Isolating the Cost of Osteoporosis-Related Fracture for Postmenopausal Women

Abstract
Background: Osteoporosis is a condition that will pose an increasing burden on health systems as populations age. Objective: The objective of this study was to estimate the net ‘per case’ direct medical cost of fracture of indigent women age 50 years or greater and describe the cost of fracture for Medicaid and Medicare payers by inpatient hospital, physician, long-term care, prescription and miscellaneous expenditures. Methods: This study utilized a quasi-experimental retrospective interrupted time series design to isolate the economic impact of fracture. Administrative claims data for a continuous period of 24 months (12 months prior to fracture and 12 months after fracture) describing the Medicaid and Medicare expenditures for a cohort of women suffering from femur or other fracture in 1993 was abstracted and analyzed. ICD-9CM and CPT-4 codes were used to identify incident cases of fracture. Interrupted time series regression models were estimated using monthly expenditures. Results: A total of 765 Medicaid eligible women 50 years of age or greater experienced a fracture in the base year and met inclusion criteria. Of these, 226 experienced a femur fracture.

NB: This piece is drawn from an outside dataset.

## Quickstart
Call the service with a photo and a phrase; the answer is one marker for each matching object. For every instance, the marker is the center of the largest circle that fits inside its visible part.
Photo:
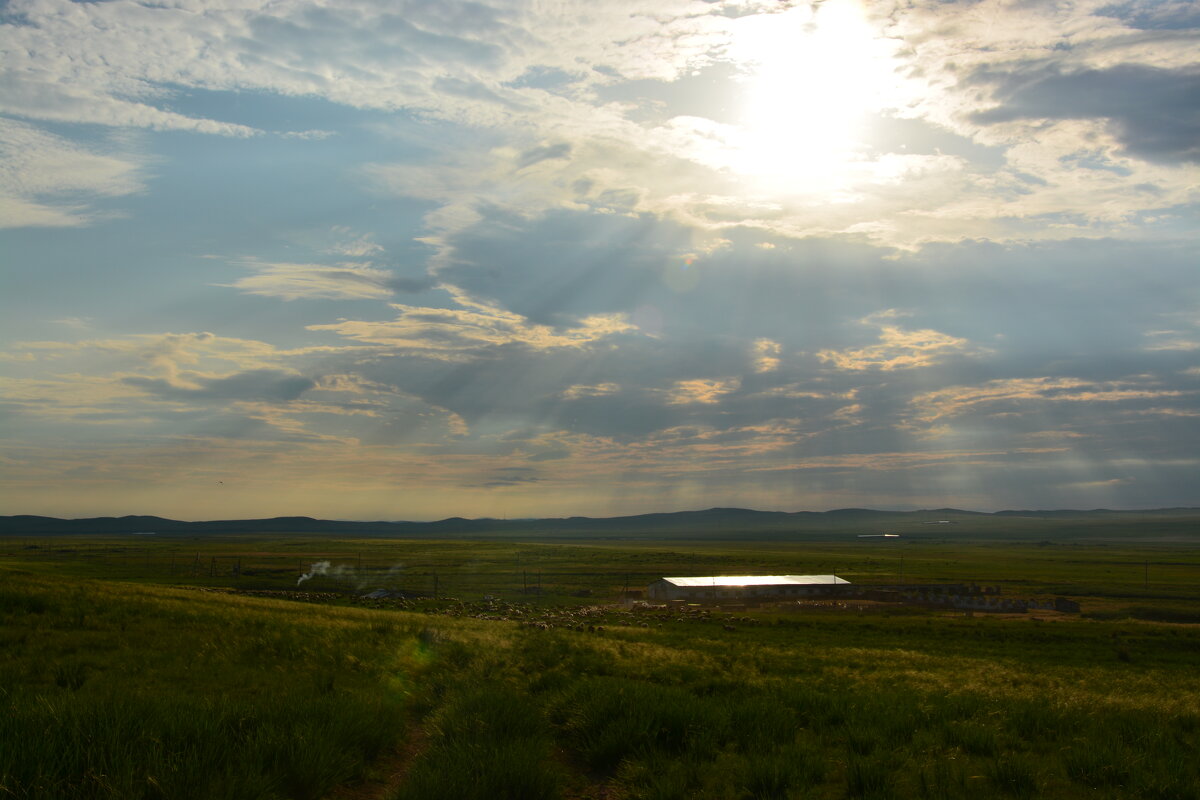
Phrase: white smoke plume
(319, 567)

The time series models detected significant increases in expenditures the month of fracture, however, total Medicaid expenditures returned to baseline trend charge in 7 and 5 months for femur and nonfemur fracture, respectively. Increases in long-term care expenditures persisted throughout the time series, but were offset by reductions in other categories of service. Conclusion: The net per case costs of femur and nonfemur fracture are about USD 3,300 and USD 1,300, respectively. The impact of fracture on Medicaid expenditures is temporary as costs rise sharply and return to baseline trend charges within a 12-month period.